Saturday, December 11, 2010

The Free Market Myth

Much ado is made among conservative circles about the free market being the panacea for all our ills. The concept of an unlimited or at least a very little regulated free market has been an historical disaster for all but the very wealthy. Free markets have been with us since the beginning of human history and until markets were regulated we never had a middle class. There was extreme wealth or extreme poverty. The wealthy had the best of everything including healthcare while the poor barely had enough to eat.
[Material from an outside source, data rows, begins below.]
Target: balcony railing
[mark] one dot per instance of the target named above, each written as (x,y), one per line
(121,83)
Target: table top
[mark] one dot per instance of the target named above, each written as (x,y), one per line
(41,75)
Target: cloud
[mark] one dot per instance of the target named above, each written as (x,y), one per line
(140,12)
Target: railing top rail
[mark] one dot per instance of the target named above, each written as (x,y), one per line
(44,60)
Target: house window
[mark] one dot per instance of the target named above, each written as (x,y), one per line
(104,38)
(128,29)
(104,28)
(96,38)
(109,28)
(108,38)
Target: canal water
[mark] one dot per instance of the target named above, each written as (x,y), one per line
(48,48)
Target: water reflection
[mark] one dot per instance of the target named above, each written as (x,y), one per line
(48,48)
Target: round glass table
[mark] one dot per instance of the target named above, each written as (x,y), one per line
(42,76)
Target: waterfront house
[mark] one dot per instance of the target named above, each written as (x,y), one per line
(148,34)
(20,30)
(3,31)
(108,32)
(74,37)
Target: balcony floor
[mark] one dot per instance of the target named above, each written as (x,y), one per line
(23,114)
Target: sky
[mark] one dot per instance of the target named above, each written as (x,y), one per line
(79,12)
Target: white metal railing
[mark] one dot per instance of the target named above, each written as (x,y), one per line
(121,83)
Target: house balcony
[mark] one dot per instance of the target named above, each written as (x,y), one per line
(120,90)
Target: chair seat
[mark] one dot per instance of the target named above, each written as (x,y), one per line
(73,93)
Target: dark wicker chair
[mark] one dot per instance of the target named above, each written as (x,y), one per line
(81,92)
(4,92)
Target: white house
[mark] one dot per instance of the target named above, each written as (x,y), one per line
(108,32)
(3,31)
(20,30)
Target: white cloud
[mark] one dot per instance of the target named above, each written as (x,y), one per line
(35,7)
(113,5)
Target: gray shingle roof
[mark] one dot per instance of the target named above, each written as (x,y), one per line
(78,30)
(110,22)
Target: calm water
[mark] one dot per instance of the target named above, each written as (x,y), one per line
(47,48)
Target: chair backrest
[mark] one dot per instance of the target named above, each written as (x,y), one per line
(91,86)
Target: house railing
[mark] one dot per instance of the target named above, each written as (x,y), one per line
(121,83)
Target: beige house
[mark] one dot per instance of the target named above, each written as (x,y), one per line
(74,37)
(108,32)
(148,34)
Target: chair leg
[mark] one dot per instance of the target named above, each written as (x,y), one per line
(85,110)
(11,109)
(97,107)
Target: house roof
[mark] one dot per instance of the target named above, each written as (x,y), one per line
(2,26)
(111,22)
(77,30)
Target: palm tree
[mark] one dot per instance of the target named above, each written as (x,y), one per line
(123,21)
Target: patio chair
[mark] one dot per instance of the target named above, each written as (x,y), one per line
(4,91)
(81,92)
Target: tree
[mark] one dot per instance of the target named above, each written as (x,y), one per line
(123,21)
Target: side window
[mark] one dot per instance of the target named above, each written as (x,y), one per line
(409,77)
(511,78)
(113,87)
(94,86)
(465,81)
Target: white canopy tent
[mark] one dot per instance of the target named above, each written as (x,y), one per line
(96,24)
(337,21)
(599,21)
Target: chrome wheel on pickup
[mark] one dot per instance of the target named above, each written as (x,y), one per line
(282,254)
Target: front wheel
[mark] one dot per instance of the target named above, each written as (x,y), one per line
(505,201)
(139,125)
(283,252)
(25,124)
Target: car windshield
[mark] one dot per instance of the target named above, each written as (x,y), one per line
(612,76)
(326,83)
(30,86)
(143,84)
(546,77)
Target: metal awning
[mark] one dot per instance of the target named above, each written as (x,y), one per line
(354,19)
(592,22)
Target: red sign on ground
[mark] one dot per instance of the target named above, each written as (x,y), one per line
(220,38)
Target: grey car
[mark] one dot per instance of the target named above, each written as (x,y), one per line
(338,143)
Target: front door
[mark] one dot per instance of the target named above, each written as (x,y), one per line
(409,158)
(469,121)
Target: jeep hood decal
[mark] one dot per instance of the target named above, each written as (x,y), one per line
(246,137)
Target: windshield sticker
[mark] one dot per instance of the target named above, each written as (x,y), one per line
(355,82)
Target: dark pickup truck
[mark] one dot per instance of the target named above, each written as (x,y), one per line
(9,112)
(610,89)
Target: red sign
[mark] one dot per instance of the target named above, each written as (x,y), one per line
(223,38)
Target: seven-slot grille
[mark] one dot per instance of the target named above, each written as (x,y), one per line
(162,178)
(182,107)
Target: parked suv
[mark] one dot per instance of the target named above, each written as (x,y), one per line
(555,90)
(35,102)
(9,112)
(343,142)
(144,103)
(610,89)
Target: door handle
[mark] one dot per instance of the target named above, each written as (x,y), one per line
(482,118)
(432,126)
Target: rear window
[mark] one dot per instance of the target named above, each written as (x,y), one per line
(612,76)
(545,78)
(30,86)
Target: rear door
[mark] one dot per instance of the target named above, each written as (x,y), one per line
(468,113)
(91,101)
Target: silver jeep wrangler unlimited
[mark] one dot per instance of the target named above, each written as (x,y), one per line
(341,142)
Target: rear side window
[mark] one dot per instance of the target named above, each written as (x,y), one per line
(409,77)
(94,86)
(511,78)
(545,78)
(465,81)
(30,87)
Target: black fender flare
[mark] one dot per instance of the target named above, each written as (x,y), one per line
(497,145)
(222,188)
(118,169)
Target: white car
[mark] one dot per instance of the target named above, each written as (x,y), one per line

Under conservative free market philosophy, the market will self correct for any anomalies such as market bubbles and recessions. The great depression and this last "great recession" are examples of the failure of that philosophy. A truly unrestrained free market may sound great but its weakness are found in human nature itself. The excesses of the few who in their greed take unfair advantage of others will destroy the whole for all. The market as an "organism" lacks one crucial quality to ultimately be truly "free". The free market and its corporate constituents lack any kind of conscience, social or moral.

Only a government which is truly for and of the people can exercise the conscience of the people and that government must impose the conscience of the people upon that free market in order to prevent chaos in the society in which that market operates.

Healthcare is a second area in which the social conscience of the people must be in ultimate control. Like the greater free market, individual corporations such as insurance companies have no inherent conscience. As such, practices such as denying coverage when some one gets sick and pre-existing condition denials have become rampant. Only the moral and social conscience of people through their government can restrain these corporate practices and abuses. Some in the extreme may call this socialism but so be it.

Americans claim to live is a society of laws but only when it is convenient for them. Only when it is to their advantage and doesn't interfere with their individually perceived sense of right and wrong and not the moral values of the nation as a whole are those laws respected. Neither an individual nor a corporation has the right to pick and choose which laws to obey. To allow otherwise would again lead to total chaos and the breakdown of the very society those laws are intended to protect.

The term "free market" should be replaced with "fair market" and all that a fair philosophy implies. Only when the moral and social conscience of the people is allowed to guide the market can it be truly free and fair. Only then can true prosperity for all the members of a society be realized.